Lincoln: Was the Corporation involved with the proceedings in April?

Everett: The Corporation never did anything public. They operated internally and let the President speak publicly for them. Sometimes the Harvard Board of Overseers would make public statements, but generally the Corporation was consulted but not directly active.

Mike: Pusey keeps coming up. What was he like?

Everett: An anecdote. I knew one of the senior faculty who was generally respected, and he said that “In choosing President Pusey, the Corporation decided that it wanted a Boy Scout Headmaster, and that’s what it got.” He was a classicist. He had been president of a small college in Appleton WI. He was successful at some things. He replaced James Conant, who was a major figure in Harvard’s history (Conant went on to be a diplomat in Europe, and also supported the History of Science Department). Pusey was small by comparison. A decent man, but not a man of big ideas. He also didn’t have a big voice. Not just quiet, but not with big things to say, either. He was very successful at raising money. Pusey built more buildings than any other president “edifice complex”. On major social/education issues he was not a big figure. Until the Vietnam war, he wasn’t an impediment to things. He moved the University along. He did one gen. education reform, but not a significant one.

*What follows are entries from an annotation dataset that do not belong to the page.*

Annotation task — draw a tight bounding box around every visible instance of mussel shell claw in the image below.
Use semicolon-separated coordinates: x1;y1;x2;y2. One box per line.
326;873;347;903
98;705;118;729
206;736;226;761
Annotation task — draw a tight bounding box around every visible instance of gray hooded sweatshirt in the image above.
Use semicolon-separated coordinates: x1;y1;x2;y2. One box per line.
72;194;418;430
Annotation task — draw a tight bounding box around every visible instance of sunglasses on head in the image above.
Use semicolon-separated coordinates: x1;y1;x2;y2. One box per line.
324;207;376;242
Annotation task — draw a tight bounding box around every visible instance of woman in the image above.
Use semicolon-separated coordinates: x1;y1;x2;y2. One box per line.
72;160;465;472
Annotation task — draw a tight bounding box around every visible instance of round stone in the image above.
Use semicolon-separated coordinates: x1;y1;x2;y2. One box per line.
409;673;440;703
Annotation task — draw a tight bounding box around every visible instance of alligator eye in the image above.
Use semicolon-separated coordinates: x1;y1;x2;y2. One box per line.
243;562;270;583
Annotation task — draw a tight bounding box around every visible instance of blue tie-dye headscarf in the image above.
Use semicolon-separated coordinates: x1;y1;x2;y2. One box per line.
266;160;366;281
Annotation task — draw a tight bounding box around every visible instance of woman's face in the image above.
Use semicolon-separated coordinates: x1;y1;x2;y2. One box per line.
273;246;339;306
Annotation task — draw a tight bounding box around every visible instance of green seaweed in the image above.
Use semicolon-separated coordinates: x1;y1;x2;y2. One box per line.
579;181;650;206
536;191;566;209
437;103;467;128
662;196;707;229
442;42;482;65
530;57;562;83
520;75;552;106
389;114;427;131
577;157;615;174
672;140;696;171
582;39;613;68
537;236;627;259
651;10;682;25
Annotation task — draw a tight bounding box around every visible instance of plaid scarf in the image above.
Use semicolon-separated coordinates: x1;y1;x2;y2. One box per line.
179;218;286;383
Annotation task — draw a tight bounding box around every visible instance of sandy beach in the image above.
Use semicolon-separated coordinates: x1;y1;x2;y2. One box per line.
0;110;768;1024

Joe McCarthy moved into Boston the year Pusey and I came. Pusey was at the core a civil libertarian. He had been president of a college in WI and he knew who McCarthy was and knew enough about him. Here’s where the Corporation was brave. These were the “big figures” from the “money families” and they stood with Pusey very clearly. A day after McCarthy denounced Harvard, the Crimson carried a story that “Lewis Loeb announces a gift of $5 million to Harvard”. Harvard’s power structure backed the University against this uncouth man from Wisconsin. You have to understand – there’s a story about a man who gets invited with his wife to tea and she says “I’m from Iowa”. “Oh, say the women, we pronounce that ‘Ohio’ here.” Non-tenured Faculty did get kicked out, and one tenured professor was put on paid leave, but mostly Harvard circled the wagons. I came up for appointment as a teaching fellow the next year and I was called in by McGeorge Bundy, the dean, and because I was an antiwar pacifist and accused of being a communist. I said “what kind of proof do you have?” and they wouldn’t tell me. I went to a Quaker attorney in Philadelphia and said “what do I do”. The attorney said he’d sue McGeorge and everything worked out after that. Once MG Bundy talked to me later “In those days, we were buying lists of communists. Your name came up, and I’m embarrassed.”